Selon lui, ce système est particulièrement utile aux techniciens juridiques et aux jeunes avocats. Ils apprennent, en posant des questions comme : « À quoi sert ce type de contrat et pourquoi a-t-il été rédigé ainsi ? ». Le système est aussi utile pour rédiger des premiers jets, comme le résumé d’états financiers. « Et là, tout à coup, ils ont un assistant. Ils pourront faire des tâches de niveau supérieur plus tôt dans leur carrière. »

L’expérience pourrait être dévaluée

D’autres études sur l’usage des grands modèles de langage en entreprise font le même constat : ils aident surtout les employés débutants. Une étude de M. Brynjolfsson sur les agents d’assistance à la clientèle montre que l’IA augmente leur productivité de 14 % en moyenne et de 35 % pour les employés les moins qualifiés ; ces derniers progressent plus vite sur la courbe d’apprentissage grâce à l’IA.

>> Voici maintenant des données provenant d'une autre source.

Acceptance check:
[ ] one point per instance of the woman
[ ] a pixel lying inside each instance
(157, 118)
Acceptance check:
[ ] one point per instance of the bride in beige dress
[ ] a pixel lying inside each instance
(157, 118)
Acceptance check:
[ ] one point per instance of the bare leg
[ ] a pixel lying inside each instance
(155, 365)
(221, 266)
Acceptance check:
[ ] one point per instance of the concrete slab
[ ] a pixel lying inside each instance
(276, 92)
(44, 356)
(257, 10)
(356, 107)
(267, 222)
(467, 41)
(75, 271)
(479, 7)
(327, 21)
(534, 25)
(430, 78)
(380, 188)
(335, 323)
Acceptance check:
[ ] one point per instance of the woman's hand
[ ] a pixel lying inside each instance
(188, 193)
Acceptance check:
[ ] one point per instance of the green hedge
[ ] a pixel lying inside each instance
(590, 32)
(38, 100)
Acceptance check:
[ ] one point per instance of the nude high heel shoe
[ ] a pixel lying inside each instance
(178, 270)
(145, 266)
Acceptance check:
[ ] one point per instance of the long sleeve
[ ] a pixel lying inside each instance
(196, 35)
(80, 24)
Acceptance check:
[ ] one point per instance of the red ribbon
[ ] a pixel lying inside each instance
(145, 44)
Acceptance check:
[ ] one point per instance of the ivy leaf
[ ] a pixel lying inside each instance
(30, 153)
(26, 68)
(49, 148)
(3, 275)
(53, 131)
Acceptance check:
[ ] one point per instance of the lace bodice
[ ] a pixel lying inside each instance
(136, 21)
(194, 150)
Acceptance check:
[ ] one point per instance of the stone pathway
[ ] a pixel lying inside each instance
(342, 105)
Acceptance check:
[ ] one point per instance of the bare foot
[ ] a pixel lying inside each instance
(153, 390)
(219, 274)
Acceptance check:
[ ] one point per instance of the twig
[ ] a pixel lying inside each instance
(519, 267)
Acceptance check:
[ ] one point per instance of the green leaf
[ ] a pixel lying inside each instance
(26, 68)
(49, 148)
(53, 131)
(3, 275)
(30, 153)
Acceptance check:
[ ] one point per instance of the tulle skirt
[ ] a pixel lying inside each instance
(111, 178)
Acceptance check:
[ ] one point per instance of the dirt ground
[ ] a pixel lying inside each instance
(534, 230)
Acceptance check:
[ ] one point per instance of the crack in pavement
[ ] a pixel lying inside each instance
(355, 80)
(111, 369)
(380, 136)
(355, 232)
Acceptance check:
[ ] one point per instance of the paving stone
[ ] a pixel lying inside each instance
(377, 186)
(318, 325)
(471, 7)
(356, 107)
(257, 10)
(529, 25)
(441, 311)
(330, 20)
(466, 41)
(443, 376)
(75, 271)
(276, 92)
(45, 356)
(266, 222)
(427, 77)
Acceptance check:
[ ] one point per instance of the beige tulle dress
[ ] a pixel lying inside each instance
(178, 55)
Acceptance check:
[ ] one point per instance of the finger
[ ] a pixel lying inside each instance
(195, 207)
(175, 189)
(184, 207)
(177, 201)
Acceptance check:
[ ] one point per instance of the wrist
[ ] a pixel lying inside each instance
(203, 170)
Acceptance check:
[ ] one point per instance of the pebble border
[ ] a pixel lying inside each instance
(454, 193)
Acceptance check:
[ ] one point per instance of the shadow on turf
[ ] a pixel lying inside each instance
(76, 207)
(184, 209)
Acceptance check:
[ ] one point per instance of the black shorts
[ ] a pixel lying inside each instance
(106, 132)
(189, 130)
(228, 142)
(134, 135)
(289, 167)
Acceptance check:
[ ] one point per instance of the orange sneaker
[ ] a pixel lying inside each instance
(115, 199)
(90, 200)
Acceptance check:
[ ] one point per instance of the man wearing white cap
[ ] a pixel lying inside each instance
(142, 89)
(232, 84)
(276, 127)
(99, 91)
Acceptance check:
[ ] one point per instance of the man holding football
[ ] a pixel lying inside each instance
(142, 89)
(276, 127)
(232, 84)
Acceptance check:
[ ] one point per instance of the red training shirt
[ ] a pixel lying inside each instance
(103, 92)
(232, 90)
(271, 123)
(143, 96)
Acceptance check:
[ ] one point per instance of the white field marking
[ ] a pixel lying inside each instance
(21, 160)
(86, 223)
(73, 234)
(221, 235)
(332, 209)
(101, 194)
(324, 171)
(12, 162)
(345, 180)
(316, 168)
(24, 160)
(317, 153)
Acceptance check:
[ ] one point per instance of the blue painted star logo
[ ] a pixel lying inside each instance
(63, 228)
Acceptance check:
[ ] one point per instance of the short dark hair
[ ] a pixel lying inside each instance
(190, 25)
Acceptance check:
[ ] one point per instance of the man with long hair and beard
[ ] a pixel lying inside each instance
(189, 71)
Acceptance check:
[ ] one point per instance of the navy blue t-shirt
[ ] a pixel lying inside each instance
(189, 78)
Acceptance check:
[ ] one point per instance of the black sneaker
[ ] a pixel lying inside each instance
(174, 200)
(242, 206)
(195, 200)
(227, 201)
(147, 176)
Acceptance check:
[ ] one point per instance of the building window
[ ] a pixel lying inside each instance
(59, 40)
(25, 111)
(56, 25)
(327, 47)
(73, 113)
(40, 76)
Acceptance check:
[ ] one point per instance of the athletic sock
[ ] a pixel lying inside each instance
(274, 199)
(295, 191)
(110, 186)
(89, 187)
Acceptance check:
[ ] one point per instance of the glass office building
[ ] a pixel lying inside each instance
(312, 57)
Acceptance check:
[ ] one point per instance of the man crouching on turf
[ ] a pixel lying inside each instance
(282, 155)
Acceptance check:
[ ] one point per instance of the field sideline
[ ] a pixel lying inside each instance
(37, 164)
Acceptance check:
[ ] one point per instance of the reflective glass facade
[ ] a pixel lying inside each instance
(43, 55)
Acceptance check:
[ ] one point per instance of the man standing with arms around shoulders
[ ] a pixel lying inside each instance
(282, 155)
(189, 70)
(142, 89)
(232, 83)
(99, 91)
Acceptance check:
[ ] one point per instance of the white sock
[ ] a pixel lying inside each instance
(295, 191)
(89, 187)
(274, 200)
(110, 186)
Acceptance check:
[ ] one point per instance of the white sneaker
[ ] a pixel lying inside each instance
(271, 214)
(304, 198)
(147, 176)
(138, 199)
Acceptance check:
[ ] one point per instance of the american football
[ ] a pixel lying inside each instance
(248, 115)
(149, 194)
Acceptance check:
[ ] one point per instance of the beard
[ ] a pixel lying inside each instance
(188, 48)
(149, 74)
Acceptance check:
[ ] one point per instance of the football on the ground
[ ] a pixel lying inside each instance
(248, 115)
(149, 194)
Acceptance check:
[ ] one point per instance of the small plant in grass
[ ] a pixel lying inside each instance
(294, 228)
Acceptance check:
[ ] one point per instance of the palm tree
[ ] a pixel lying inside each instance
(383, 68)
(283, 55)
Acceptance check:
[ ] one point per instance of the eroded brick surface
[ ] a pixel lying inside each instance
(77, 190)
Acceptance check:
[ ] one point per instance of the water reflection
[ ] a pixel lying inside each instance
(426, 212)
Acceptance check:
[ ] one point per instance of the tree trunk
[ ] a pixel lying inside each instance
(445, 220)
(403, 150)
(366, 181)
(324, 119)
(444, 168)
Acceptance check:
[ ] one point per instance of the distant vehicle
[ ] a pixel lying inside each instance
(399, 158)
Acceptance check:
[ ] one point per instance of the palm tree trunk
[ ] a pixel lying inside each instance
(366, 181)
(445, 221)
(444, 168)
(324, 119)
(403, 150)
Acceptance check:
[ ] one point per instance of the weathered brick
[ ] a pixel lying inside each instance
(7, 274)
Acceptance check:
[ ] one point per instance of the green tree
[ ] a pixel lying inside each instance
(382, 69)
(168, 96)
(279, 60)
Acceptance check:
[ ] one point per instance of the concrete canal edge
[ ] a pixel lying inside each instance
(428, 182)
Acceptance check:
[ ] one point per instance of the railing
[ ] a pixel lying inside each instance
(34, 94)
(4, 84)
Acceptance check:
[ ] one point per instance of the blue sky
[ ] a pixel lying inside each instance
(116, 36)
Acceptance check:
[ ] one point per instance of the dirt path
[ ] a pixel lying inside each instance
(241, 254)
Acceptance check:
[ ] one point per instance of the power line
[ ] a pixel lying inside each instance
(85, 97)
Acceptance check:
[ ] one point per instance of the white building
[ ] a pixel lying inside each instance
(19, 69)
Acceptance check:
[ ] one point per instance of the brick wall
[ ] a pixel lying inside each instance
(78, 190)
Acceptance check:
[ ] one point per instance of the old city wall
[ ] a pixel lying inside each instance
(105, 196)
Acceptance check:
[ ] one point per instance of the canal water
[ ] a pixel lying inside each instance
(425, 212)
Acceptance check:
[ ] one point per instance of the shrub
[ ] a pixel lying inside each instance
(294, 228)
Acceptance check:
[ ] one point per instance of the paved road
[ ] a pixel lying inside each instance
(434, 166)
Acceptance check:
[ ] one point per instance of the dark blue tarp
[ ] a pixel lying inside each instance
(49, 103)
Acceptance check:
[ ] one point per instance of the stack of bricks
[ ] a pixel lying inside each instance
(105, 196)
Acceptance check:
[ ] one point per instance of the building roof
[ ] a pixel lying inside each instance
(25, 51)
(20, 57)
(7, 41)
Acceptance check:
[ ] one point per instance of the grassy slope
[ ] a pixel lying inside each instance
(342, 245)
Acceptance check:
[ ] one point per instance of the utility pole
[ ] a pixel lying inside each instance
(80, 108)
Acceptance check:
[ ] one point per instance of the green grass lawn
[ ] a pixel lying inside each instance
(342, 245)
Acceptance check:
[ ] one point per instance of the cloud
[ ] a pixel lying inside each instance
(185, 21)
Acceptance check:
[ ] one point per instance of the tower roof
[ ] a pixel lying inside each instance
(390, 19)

« L’IA réduit l’écart entre les débutants et les superstars », dit Robert Seamans, de la Stern School of Business de l’Université de New York, coauteur d’un article identifiant les télévendeurs et certains enseignants comme les professions les plus exposées aux grands modèles de langage.

La dernière vague d’automatisation, dans le secteur manufacturier, a accentué les inégalités de revenus en privant les travailleurs sans formation universitaire d’emplois bien rémunérés.

Certains chercheurs estiment que les grands modèles de langage pourraient avoir l’effet inverse, en réduisant les inégalités entre les travailleurs les mieux payés et les autres.

« J’espère qu’ils permettront aux personnes moins instruites de faire plus de choses en abaissant les barrières à l’entrée pour les emplois d’élite bien rémunérés », dit David Autor, économiste du travail au MIT.

Cet article a été publié dans The New York Times.